Look at a timeline of Swansea and you will quickly notice that right from its earliest days as a settlement it never appears to have stood still. Some would have it that there has always been something going on. That’s putting it simply, but look closely at the history books and you will see that it is also very true.

This volume of the long-running Bryngold Book’s pictorial nostalgia series – Swansea The time of our lives - offers a plethora of clues to much of what has gone on in the run up to today.

Down through the centuries, right up to the present day there has indeed always been ‘something going on’. Not surprisingly many of the activities covered by this umbrella expression focussed on the River Tawe and the sea beyond. The coming of the Industrial Revolution saw tremendous growth in the city and its hinterland partly because of this and as the name Swansea was stamped on the world so its population grew at speed.

At the beginning of the 19th Century it was teetering on 7,000 persons; just 40 years later that figure had more than doubled to 16,000. So fast was the growth that by the turn of the 20th Century Swansea could boast a populace of 134,000. Today that figure is around 241,000.

These are impressive figures and with them came parks, libraries and hospitals.
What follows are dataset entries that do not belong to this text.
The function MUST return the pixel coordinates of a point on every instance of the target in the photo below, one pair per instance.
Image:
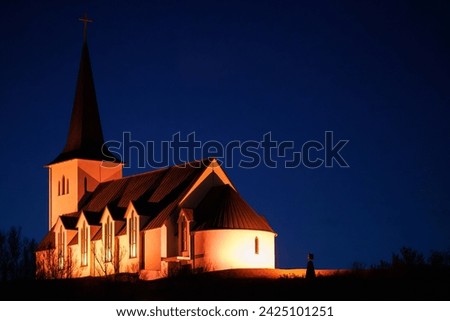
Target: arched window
(184, 234)
(61, 246)
(84, 245)
(133, 233)
(108, 240)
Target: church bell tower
(84, 162)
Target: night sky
(374, 74)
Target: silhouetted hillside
(367, 285)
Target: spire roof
(85, 137)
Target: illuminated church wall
(230, 249)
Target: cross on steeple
(85, 20)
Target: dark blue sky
(374, 73)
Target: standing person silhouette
(310, 272)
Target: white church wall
(229, 249)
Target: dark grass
(354, 286)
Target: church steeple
(84, 163)
(85, 137)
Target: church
(185, 217)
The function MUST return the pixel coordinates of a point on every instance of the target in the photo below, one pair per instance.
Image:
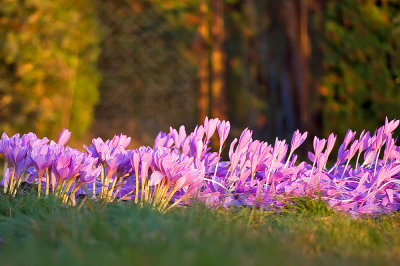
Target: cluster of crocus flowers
(179, 168)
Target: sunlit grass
(42, 231)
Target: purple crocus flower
(63, 137)
(223, 131)
(42, 157)
(88, 171)
(121, 141)
(244, 139)
(210, 125)
(390, 126)
(297, 140)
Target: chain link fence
(149, 78)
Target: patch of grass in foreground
(43, 232)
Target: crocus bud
(63, 137)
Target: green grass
(43, 232)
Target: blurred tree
(202, 47)
(48, 55)
(148, 67)
(361, 63)
(219, 106)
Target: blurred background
(102, 67)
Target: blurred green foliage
(48, 56)
(361, 63)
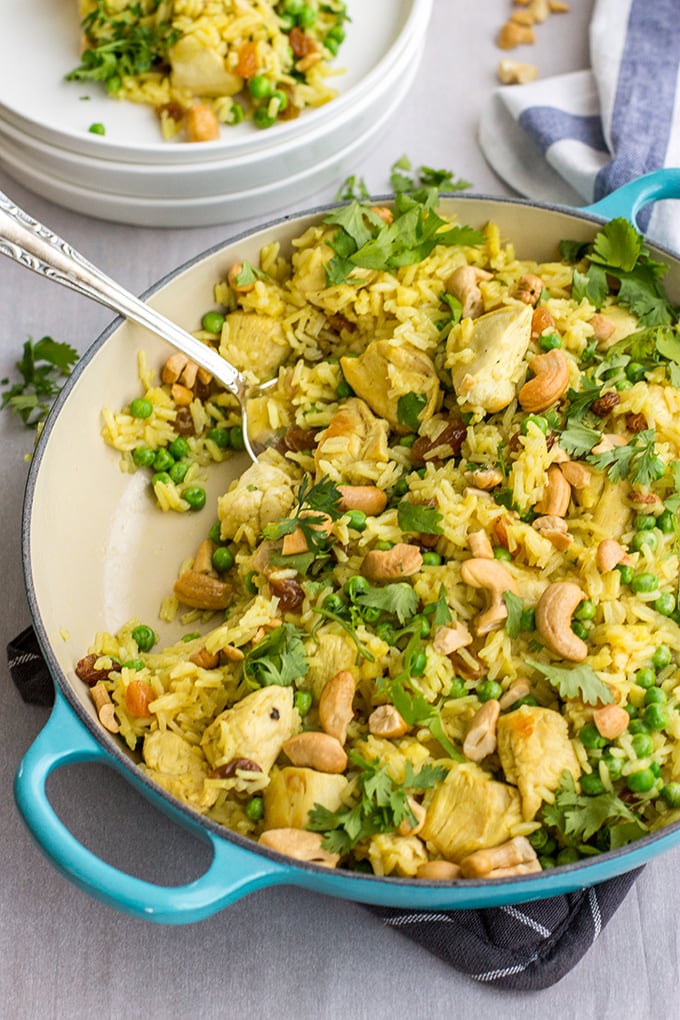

A new guildhall, art gallery and council houses followed. A leisure centre, major shopping complexes and other fine buildings came as the years rolled on. Docklands were turned into a marina, the SA1 business and latterly education district and still the changes come.

All change brings with it controversy and disagreement, but still it happens. The tidal barrage scheme is a prime current example, but huge amounts of money have headed Swansea’s

way in recent times and the developments they bring will ensure that the city moves with the times. And that, more than anything else, places a value on the images in this book that cannot be underestimated.

The photographs on the following pages show places and events, but more importantly they show too, the faces of some of the people who made this proud city what it is today. Swansea may be Wales’ second city, but it is also Wales’s best seaside city, one striving to offer the best in higher education and research facilities and a city of which those same 241,000-plus inhabitants can be justifiably proud.

Swansea — The time of our lives and the predecessor, companion titles, combine to tell the story almost up to the present day. Its publication marks something of a coming of age — this is the 21st edition in the same number of years — of a book like no other in Britain. There is none like it that has endured and moved forward with the location it has served. It is a unique project to have become involved in all those years ago, it is also one that could not possibly have endured without the support of a great many residents of the place it reflects, wherever they live, be it  near or far from their roots.